Uma política industrial mais agressiva voltada para a exportação também poderia ajudar, afirma Barral. Embora programas desse tipo demorem a dar resultado, a exportação, diz ele, volta a entrar no planejamento de médio prazo das empresas, como resultado da desvalorização cambial e do fraco desempenho do mercado interno.

"As empresas querem manter nível de produção e a exportação é a única alternativa", diz o ex-secretário. "Muitas iniciativas estão sendo tomadas agora e podem dar resultado a partir do ano que vem. Em 2016 devemos ter uma melhora do saldo comercial da indústria. Isso não quer dizer necessariamente superávit, mas na verdade redução de déficit, já que há, em alguns setores, saldos negativos estruturais."

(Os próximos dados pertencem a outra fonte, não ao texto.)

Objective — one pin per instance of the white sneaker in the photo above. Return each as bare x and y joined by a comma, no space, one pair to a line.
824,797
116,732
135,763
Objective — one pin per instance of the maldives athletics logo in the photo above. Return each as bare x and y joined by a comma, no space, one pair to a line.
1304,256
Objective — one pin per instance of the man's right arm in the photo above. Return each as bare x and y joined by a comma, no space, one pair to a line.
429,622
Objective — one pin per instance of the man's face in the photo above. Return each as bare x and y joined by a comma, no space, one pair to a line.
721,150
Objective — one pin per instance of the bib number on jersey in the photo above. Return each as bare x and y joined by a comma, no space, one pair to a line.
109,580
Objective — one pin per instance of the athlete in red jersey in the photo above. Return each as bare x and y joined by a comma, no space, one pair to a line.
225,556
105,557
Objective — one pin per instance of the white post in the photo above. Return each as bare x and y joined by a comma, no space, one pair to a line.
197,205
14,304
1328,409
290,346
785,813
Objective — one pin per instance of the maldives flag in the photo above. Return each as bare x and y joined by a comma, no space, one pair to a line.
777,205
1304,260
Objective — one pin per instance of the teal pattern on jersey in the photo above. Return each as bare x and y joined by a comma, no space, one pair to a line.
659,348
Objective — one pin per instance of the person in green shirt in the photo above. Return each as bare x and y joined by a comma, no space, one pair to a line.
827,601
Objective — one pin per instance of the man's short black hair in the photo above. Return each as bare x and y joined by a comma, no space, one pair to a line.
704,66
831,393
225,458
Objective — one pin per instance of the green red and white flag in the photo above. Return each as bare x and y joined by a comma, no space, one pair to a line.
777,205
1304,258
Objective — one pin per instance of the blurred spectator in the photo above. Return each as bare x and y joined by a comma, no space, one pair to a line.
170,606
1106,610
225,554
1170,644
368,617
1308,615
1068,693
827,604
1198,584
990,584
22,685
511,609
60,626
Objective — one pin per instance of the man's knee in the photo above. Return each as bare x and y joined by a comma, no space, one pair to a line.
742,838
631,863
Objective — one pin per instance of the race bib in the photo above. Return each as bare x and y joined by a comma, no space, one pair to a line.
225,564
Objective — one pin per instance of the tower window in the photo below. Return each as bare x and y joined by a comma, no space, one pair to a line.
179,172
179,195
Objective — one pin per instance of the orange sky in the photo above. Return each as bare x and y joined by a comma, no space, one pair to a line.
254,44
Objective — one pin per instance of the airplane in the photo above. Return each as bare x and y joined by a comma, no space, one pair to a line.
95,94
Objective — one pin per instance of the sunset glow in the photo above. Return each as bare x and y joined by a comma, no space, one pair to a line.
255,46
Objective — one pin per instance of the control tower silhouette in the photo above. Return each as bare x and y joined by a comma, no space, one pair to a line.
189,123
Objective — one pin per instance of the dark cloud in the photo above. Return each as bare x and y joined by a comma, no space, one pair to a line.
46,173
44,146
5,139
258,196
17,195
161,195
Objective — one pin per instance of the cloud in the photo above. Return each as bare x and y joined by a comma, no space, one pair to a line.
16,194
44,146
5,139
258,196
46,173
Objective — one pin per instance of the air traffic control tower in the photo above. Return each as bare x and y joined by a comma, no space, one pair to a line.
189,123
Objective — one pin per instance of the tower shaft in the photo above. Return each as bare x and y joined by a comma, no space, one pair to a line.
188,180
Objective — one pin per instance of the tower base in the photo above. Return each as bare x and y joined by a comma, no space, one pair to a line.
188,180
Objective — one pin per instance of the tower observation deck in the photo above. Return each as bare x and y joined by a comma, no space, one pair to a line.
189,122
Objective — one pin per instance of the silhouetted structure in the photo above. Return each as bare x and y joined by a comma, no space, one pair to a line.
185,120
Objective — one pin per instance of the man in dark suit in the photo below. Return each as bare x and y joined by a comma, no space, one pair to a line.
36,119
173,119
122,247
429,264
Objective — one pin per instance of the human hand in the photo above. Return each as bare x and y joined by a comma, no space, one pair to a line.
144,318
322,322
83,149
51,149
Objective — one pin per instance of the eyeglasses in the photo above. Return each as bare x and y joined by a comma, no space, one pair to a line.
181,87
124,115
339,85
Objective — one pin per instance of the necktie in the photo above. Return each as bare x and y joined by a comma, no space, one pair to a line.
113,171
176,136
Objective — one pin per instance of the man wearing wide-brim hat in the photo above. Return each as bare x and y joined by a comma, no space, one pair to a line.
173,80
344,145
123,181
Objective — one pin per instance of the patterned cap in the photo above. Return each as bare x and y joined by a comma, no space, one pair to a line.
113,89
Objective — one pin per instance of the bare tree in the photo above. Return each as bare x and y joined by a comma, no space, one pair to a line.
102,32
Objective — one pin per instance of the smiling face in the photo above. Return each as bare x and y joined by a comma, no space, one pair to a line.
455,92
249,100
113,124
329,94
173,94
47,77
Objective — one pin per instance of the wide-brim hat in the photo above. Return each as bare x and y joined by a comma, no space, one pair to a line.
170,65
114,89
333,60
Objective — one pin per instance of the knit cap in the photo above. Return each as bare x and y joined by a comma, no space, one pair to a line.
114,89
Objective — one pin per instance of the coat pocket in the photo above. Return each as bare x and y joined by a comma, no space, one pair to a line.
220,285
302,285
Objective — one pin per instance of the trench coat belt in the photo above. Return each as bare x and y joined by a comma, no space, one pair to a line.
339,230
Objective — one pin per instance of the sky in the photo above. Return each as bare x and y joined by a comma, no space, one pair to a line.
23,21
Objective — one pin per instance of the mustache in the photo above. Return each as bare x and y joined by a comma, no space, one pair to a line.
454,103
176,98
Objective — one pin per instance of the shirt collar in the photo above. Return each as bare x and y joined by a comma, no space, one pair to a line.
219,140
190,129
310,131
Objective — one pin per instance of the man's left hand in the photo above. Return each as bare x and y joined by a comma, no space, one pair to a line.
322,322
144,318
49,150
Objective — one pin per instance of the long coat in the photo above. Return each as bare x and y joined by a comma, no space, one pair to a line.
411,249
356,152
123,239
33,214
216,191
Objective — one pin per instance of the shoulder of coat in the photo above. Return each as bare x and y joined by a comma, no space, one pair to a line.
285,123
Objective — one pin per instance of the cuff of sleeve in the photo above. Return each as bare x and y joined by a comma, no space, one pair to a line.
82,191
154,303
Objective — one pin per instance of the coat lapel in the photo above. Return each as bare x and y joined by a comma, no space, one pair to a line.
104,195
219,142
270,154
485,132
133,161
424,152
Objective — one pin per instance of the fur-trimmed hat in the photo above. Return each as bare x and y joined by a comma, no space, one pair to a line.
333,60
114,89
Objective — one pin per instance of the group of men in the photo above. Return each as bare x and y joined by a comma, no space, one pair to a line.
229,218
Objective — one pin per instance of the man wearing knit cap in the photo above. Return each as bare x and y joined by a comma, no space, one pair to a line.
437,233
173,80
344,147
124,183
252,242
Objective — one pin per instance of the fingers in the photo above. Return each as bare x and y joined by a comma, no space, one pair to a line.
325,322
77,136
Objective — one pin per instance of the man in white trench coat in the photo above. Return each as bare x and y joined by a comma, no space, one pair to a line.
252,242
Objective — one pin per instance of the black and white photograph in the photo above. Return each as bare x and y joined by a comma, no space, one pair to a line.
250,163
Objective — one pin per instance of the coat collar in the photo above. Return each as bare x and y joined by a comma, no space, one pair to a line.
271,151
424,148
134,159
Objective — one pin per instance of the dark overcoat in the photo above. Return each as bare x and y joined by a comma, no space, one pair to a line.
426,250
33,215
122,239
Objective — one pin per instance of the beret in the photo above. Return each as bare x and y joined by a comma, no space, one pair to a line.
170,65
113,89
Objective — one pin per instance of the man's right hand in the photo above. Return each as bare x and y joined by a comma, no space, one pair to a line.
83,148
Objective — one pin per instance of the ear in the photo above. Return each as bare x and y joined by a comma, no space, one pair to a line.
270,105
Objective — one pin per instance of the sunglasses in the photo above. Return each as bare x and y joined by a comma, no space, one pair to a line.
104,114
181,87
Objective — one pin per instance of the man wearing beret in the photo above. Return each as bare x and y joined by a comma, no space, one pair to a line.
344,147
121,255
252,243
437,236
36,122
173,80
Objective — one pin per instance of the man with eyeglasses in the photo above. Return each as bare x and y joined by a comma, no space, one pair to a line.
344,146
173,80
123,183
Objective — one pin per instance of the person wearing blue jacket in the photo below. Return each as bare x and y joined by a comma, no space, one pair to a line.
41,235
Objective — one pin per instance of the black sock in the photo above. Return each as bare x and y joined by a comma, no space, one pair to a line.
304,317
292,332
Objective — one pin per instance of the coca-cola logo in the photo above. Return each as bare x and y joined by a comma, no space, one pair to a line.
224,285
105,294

Lia Valls, do Instituto Brasileiro de Economia (Ibre-FGV), diz que a recuperação da exportação de manufaturados pode acontecer, mas sem explosões. "A produção brasileira perdeu muita competitividade e a retomada das exportações atualmente esbarra na dificuldade de financiamento", diz. As reações mais perceptíveis, por enquanto, estão em produtos como aviões e aços laminados, e em mercados específicos, como os EUA.

Dados do Ministério do Desenvolvimento mostram que, de janeiro a julho, os embarques de manufaturados para os americanos cresceram 5,3% em relação a iguais meses de 2014, enquanto a exportação total do Brasil na mesma classe de produtos recuou 9,4%.

A composição da pauta de exportação brasileira é outro fator que dificulta a reversão da tendência de queda da corrente de comércio, diz Rodrigo Branco, pesquisador do Centro de Estudos de Estratégias de Desenvolvimento da Uerj (Cedes-Uerj).

As commodities metálicas e agrícolas, diz Branco, dominam a pauta de exportação e por isso o efeito da queda de preços desses produtos faz maior diferença para o Brasil. Segundo o ministério, mesmo com a queda de preços, os produtos básicos representam atualmente 47% do valor das exportações totais brasileiras. "Há muita concentração em commodities e pouca diversificação de pauta, o que dificulta uma reação via elevação de embarque de manufaturados, mesmo com um câmbio mais favorável."

O que tem ajudado muito, lembra ele, é a balança de petróleo e derivados, que deve fechar o ano com déficit muito menor que o de 2014 e dar uma contribuição positiva no saldo comercial. De novo, porém, um componente importante para o resultado negativo menor é a queda de importação de combustíveis, por conta da fraca demanda doméstica, apesar das elevações na quantidade exportada de petróleo bruto.